試合中に本気で笑ってしまうのはどうなのかという意見がちらほら零れるも、じゃあ本当に自分の身に起こった時に耐えられるのか? という返しを受け、最終的に全員無理だという結論に至った。


「二人に取っちゃ、あまりにも面白過ぎたんだろうよ」


「でしょうね。けど、ここまで同じだと、次に奇策をぶつけようとした時に躊躇しちゃいそうな気が……あっ、そこがさっきの外し繋がるってことか」


「………………そうだな」


「? えっと……は、半分正解ってところ?」


変な間があり、思わず変な考えを口にしてしまったのかと焦るヘレネ。


「いや、そうじゃねぇ。

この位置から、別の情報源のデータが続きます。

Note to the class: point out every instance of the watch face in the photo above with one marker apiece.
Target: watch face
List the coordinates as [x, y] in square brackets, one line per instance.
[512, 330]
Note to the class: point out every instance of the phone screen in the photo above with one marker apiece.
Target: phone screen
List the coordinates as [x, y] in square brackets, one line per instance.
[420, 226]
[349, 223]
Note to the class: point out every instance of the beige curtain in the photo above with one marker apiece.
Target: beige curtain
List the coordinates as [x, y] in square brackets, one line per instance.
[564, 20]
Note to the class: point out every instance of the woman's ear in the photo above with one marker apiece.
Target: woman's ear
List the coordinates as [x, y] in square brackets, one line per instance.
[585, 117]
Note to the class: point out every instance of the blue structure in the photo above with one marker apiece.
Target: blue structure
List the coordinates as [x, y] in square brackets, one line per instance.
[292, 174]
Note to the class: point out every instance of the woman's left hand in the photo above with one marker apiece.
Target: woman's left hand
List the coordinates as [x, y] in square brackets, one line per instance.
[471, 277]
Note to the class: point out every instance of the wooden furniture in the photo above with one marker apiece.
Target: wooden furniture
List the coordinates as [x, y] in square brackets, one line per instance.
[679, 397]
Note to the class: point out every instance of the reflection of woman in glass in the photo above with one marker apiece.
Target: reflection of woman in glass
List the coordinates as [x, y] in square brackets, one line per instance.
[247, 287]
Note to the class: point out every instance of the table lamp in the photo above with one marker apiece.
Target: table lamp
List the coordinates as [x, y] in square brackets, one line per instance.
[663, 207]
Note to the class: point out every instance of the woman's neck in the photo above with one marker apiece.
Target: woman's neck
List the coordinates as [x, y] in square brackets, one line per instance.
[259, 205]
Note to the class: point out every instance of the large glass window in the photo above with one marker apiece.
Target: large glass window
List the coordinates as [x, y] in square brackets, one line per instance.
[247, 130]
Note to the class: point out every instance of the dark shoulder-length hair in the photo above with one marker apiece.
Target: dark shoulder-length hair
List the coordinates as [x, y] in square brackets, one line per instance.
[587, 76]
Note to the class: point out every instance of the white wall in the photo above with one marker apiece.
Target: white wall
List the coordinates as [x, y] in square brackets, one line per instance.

俺は正解だと思ってるぜ……ただまぁ、どうやら二人はそういうのが煩わしいと判断したみたいだな」


「「「「「「「「「「えっ……」」」」」」」」」」


多くの学生たちからすれば、二人は強くクールな細剣士。

アドレアスは言わずもがな、ディムナも少しだけ気の短いところはあるが、それでも戦闘スタイルは冷静で感情任せの戦い方をあまり好まない。


だからこそ、リングを見た上でイシュドが出した言葉があまりにも信じられなかった。


「ほら、んなバカな顔して本番を見逃すなよ、てめぇら」


良いか悪いかは……さておく。


ただ、これから起こるのは、イシュドにとって最高に口端を吊り上げたくなる戦いだった。